Selon le Ministère de la Transition écologique, 83,8 milliards ont été investis dans le climat en 2021. Ce chiffre concerne l’État, les ménages et les entreprises. En revanche la part du budget général de l’État consacrée à la mission «écologie, développement et mobilités durables » est de 6,4% en 2021. Mais cette mission comprenait par exemple la subvention du gazole pour certains véhicules de transport de marchandises. Afin de mesurer l’impact environnemental réel des dépenses de l’État, le “budget vert” est réalisé tous les ans depuis 2020 par les ministères de la Transition écologique et de l’Économie.
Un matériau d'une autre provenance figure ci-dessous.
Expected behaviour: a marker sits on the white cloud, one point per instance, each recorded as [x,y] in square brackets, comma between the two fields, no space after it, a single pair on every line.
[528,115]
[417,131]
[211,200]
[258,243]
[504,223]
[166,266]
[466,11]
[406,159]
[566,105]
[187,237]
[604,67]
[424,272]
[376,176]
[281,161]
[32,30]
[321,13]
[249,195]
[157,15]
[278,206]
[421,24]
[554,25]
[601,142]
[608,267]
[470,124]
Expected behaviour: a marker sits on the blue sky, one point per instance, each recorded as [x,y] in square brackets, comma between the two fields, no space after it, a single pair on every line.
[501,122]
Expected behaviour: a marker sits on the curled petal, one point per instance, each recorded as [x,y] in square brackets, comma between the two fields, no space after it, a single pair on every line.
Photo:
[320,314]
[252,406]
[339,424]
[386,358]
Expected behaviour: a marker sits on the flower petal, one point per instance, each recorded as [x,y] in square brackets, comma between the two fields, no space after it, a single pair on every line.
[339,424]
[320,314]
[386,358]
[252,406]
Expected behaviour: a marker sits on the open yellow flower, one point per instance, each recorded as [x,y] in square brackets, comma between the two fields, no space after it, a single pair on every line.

Selon ces calculs, 6,6% des dépenses prévues par le budget 2021 sont « vertes ». “Vertes” signifie qu’elles ont un effet positif certain sur l’environnement. En comparaison, 1,7% des dépenses ont un impact négatif.
Dans la vie quotidienne des Français, cela se traduit surtout par l’aide à la conversion automobile ou à la rénovation énergétique. Un autre axe majeur est le soutien aux énergies renouvelables. L’action de l’État ce ne sont pas que des aides. Les Français devront aussi se contraindre à de nouvelles règlementations, comme l’interdiction de louer des logements mal isolés ou le bannissement de certains véhicules des centres-villes.
L’application des grands principes écologiques défendus par l’État semble tout de même relever pour une grande part des particuliers ou des communautés locales. Des dépenses et mesures aux effets concrets sont bien mises en œuvre. Mais l’idéalisme développé dans les discours et les lois reste éloigné de ce que l’on peut vraiment attendre de l’État.
L’Europe a relevé ses objectifs l’année dernière : ‑55% d’émissions d’ici 2030. A la COP27, elle a fait un geste symbolique en les remontant encore de 2%. La France devra donc elle aussi revoir ses objectifs à la hausse, peu importe leur réalisme. «Notre devoir, c’est un devoir d’action. Il faut remettre l’environnement au cœur de l’économie», a affirmé notre président.